ALTRI02FLASHA_3306450F1_3026_20121204213214_HE10_20121205Un singolare tour turistico. Da mesi decine di turisti americani incontrano settimanalmente il figlio del capomafia Bernardo Provenzano, Angelo. I meeting avvengono durante la tappa palermitana di un viaggio organizzato da un tour operator di Boston. Nel corso degli incontri Angelo Provenzano, 39 anni, racconta ai turisti la sua vita e il rapporto col padre, Bernardo, celebre capo dei capi di Cosa Nostra.

Gli interventi sono preceduti da una breve introduzione sulla storia della mafia fatta da uno degli organizzatori. Dopo una prima fase «sperimentale» gli incontri sono diventati tappa fissa del tour: enorme l’interesse suscitato nei turisti dai racconti del primogenito del boss. Al termine dei meeting gli «spettatori» – generalmente professionisti e intellettuali che arrivano da ogni parte degli Stati Uniti – rivolgono a Provenzano una serie di domande sulla figura del padre, ma anche sulle difficoltà che nascono dal portare un cognome tanto «ingombrante». Gli incontri sono partiti a settembre scorso e nel periodo estivo, quello di maggiore flusso turistico, arriveranno a due a settimana.

(fonte)

44 Risposte a “Il figlio di Provenzano si inventa cicerone della mafia per i turisti. Che schifo.”

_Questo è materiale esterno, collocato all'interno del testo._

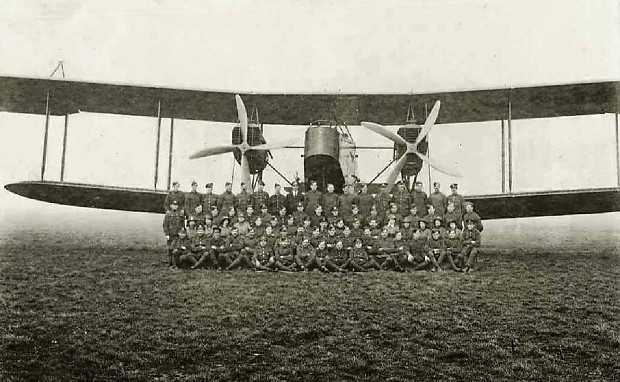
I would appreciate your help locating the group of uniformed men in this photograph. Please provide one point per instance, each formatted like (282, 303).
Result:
(355, 231)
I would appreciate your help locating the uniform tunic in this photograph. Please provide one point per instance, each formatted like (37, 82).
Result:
(192, 199)
(258, 199)
(312, 199)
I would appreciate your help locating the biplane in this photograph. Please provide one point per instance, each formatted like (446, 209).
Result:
(329, 151)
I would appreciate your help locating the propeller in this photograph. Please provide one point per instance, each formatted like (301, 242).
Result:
(243, 146)
(412, 148)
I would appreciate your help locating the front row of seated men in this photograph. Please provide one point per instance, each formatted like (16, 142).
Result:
(331, 251)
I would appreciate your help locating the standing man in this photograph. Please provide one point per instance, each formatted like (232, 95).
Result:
(365, 201)
(419, 198)
(175, 194)
(192, 198)
(312, 198)
(209, 199)
(402, 198)
(277, 201)
(438, 199)
(458, 201)
(294, 198)
(242, 199)
(259, 197)
(330, 199)
(227, 199)
(173, 223)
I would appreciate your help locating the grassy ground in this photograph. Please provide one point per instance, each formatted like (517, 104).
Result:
(102, 306)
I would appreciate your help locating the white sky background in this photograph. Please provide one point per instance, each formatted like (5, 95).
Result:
(310, 46)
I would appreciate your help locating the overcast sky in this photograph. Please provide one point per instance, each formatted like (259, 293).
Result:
(310, 46)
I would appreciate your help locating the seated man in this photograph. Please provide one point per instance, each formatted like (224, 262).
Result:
(338, 258)
(200, 244)
(181, 249)
(262, 258)
(233, 250)
(454, 248)
(471, 243)
(217, 246)
(283, 252)
(304, 254)
(247, 251)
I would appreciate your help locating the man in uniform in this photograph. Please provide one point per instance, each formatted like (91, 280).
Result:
(471, 215)
(175, 194)
(173, 222)
(180, 250)
(382, 201)
(227, 199)
(209, 199)
(365, 201)
(277, 201)
(419, 198)
(329, 199)
(242, 199)
(299, 214)
(459, 203)
(246, 252)
(283, 253)
(312, 198)
(192, 199)
(346, 201)
(294, 198)
(402, 198)
(471, 243)
(259, 197)
(438, 199)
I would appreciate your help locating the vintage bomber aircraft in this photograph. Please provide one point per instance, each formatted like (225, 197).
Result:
(64, 97)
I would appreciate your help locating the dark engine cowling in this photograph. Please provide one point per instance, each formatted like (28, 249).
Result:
(414, 164)
(322, 157)
(257, 159)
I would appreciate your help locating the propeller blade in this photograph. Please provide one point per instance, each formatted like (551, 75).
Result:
(381, 130)
(274, 145)
(243, 118)
(440, 167)
(395, 171)
(209, 151)
(245, 171)
(430, 122)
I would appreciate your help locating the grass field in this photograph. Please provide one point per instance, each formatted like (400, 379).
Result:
(101, 305)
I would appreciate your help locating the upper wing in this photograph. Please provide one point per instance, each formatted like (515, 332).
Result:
(29, 95)
(516, 205)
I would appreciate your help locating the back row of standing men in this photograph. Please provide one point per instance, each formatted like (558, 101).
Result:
(401, 202)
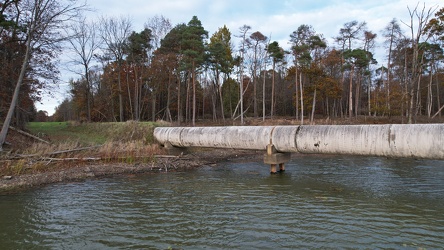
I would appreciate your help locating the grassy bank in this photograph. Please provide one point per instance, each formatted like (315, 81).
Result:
(73, 144)
(93, 133)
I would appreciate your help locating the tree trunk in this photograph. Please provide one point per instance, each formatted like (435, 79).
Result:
(194, 95)
(120, 92)
(313, 107)
(272, 92)
(350, 97)
(302, 98)
(15, 96)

  1. ma che minchiata è una cosa così? davvero la mediocrità umana tocca abissi inimmaginabili.

  2. al peggio non ce mai fine,che schifo,

  3. Ah beh! Sensibilizzazione! Lo sanno anche loro che la battaglia si fa sull’immaginario!

  4. “Grandissimo stronzo” lo posso scrivere? Pensando a tutti gli sbattimenti che si fanno i ragazzi di addio pizzo mi viene solo questo.

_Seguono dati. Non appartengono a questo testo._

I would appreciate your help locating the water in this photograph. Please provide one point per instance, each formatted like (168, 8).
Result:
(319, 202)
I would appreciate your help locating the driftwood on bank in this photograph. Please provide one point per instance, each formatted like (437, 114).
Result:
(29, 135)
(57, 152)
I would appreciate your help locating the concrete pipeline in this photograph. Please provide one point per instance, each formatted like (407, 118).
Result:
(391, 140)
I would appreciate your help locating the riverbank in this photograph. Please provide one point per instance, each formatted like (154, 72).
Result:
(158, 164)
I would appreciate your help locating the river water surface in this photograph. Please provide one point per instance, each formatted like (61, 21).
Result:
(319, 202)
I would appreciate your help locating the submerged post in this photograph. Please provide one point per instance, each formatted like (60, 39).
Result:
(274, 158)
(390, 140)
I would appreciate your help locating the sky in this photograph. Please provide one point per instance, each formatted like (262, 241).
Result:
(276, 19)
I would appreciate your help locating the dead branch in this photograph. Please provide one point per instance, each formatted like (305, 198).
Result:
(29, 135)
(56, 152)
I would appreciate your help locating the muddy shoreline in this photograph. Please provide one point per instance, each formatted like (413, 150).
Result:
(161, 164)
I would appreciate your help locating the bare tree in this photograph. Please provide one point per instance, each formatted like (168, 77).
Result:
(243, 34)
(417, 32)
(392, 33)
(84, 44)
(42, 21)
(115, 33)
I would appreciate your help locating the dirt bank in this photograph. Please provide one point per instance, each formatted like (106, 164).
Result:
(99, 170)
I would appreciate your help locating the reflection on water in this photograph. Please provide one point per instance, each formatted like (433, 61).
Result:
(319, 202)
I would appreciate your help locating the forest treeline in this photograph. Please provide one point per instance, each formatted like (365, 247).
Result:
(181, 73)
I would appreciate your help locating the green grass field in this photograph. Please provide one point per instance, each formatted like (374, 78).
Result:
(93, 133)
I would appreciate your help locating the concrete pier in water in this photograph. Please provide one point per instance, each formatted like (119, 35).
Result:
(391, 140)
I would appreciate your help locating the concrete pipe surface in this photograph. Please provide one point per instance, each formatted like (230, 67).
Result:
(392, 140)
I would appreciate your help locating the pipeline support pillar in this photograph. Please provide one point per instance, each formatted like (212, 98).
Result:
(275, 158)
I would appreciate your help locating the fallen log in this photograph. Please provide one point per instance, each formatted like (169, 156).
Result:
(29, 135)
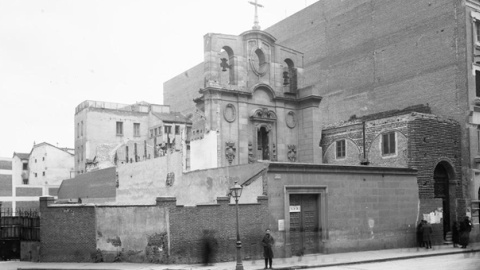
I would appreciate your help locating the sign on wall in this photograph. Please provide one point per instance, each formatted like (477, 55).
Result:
(294, 208)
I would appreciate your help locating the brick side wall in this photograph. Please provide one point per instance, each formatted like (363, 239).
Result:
(423, 142)
(5, 165)
(432, 143)
(29, 191)
(53, 191)
(66, 233)
(27, 205)
(5, 185)
(188, 223)
(180, 91)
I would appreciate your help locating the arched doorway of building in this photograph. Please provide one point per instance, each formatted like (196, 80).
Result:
(262, 143)
(443, 175)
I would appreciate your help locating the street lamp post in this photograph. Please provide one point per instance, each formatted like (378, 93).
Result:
(236, 192)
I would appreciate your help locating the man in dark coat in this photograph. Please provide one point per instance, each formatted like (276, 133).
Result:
(420, 234)
(427, 234)
(465, 228)
(209, 247)
(455, 233)
(267, 243)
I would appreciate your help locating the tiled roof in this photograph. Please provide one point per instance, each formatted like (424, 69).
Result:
(95, 184)
(173, 117)
(21, 155)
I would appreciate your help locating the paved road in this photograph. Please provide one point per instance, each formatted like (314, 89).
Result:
(467, 261)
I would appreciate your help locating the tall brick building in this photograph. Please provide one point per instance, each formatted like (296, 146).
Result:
(366, 57)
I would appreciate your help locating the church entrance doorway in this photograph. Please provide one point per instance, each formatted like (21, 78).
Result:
(442, 190)
(305, 230)
(262, 143)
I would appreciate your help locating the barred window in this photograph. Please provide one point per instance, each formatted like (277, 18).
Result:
(341, 151)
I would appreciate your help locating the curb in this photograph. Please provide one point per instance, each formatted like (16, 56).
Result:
(379, 260)
(295, 267)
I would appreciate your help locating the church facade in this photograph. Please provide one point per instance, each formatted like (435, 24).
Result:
(255, 98)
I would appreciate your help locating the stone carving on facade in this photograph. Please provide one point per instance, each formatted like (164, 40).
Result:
(292, 153)
(258, 59)
(230, 113)
(291, 119)
(268, 127)
(230, 151)
(274, 152)
(251, 157)
(170, 179)
(264, 114)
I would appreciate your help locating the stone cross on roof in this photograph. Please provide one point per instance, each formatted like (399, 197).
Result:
(256, 26)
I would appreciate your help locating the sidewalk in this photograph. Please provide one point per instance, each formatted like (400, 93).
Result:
(307, 261)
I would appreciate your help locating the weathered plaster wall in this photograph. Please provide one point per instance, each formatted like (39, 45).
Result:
(187, 226)
(137, 233)
(141, 182)
(49, 165)
(100, 128)
(67, 233)
(203, 152)
(204, 186)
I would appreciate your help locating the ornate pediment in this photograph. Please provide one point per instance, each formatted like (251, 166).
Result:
(263, 114)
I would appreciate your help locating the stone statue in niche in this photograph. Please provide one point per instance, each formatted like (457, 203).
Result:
(170, 179)
(274, 152)
(230, 151)
(292, 153)
(264, 113)
(251, 157)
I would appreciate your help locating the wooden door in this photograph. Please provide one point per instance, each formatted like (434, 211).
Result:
(304, 224)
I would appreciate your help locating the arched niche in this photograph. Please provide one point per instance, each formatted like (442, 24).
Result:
(290, 75)
(227, 64)
(263, 95)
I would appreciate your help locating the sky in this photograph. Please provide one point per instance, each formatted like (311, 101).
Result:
(55, 54)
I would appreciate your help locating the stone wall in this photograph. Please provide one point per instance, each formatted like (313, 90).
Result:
(361, 208)
(139, 233)
(161, 233)
(67, 233)
(187, 225)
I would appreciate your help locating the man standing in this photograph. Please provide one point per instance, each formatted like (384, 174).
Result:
(427, 234)
(267, 243)
(465, 228)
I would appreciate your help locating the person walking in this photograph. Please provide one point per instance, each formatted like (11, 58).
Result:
(465, 228)
(427, 234)
(455, 233)
(420, 234)
(209, 247)
(267, 243)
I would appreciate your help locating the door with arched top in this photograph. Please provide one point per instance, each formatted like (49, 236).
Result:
(442, 191)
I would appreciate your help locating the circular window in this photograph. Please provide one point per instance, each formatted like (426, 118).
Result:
(229, 113)
(291, 119)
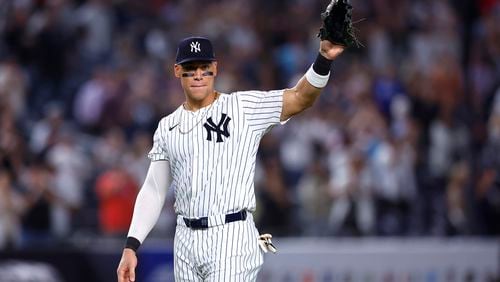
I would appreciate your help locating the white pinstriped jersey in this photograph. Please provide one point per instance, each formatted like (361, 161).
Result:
(212, 151)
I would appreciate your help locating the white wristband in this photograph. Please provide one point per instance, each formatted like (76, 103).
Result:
(316, 80)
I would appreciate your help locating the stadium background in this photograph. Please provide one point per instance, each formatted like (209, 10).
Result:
(402, 148)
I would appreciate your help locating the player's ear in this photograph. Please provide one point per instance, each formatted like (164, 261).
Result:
(177, 70)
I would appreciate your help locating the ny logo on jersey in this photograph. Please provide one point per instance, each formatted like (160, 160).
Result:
(220, 128)
(195, 47)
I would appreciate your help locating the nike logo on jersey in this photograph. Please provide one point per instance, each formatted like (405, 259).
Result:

  5. Gli incontri con finanche un lacchè, riconosciuto, del capo Messina farebbe più Denaro.

  6. E il ministro degli esteri non agisce diplomaticamente?

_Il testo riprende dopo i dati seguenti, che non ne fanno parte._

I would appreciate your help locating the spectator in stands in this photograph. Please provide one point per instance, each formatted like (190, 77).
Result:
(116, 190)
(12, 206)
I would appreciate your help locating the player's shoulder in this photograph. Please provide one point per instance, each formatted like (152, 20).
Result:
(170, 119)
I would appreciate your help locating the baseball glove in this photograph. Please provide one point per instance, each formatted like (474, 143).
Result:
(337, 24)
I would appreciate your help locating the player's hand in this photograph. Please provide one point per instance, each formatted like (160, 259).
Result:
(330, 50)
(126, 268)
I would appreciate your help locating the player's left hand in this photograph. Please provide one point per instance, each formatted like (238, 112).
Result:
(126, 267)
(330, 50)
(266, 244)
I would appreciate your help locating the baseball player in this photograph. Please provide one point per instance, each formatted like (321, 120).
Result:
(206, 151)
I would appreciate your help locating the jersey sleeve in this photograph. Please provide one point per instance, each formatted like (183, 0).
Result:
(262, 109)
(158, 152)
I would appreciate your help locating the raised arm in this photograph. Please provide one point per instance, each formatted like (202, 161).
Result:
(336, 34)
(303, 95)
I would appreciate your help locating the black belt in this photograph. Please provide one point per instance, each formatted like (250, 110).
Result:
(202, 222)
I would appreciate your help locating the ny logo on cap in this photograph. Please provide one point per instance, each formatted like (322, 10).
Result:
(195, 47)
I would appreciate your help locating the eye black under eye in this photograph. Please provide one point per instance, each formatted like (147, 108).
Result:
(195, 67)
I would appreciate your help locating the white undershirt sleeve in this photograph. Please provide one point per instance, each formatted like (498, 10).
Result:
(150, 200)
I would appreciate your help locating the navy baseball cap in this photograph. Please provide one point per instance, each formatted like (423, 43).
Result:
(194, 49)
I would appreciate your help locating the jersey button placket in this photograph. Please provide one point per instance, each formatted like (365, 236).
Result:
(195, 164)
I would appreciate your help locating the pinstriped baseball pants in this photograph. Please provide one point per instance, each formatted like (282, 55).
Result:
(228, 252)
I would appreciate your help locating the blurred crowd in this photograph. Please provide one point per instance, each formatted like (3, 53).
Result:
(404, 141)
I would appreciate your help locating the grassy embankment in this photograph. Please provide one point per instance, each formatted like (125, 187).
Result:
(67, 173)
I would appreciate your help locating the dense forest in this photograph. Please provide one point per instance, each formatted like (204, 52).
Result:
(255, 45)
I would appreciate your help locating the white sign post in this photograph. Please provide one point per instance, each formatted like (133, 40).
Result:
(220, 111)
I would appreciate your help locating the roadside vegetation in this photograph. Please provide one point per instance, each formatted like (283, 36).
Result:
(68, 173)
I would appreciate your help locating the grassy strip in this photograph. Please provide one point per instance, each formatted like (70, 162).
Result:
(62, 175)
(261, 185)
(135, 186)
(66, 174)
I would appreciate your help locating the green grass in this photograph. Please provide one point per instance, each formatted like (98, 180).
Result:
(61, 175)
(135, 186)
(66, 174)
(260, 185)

  7. Certo che al peggio non c’è mai fine!

  8. neanche nella fantasia cinematografica….

  9. INTELLETTUALI YANKEE ….!!! :/

  10. Ecco come si valorizza l’essere figlio di un mafioso, che gode anche di importanti amicizie nel mondo dell’antimafia (senza che nessuno si scandalizzi!!!): basta non raccontare niente degli affari e delle amicizie del padre, non come Massimo Ciancimino che invece sappiamo come è denigrato, attaccato da tutti i fronti e isolato, malgrado rischi la vita, senza nessuna garanzia di cui potrebbe godere se solo non avesse fatto i nomi degli interlocutori di suo padre!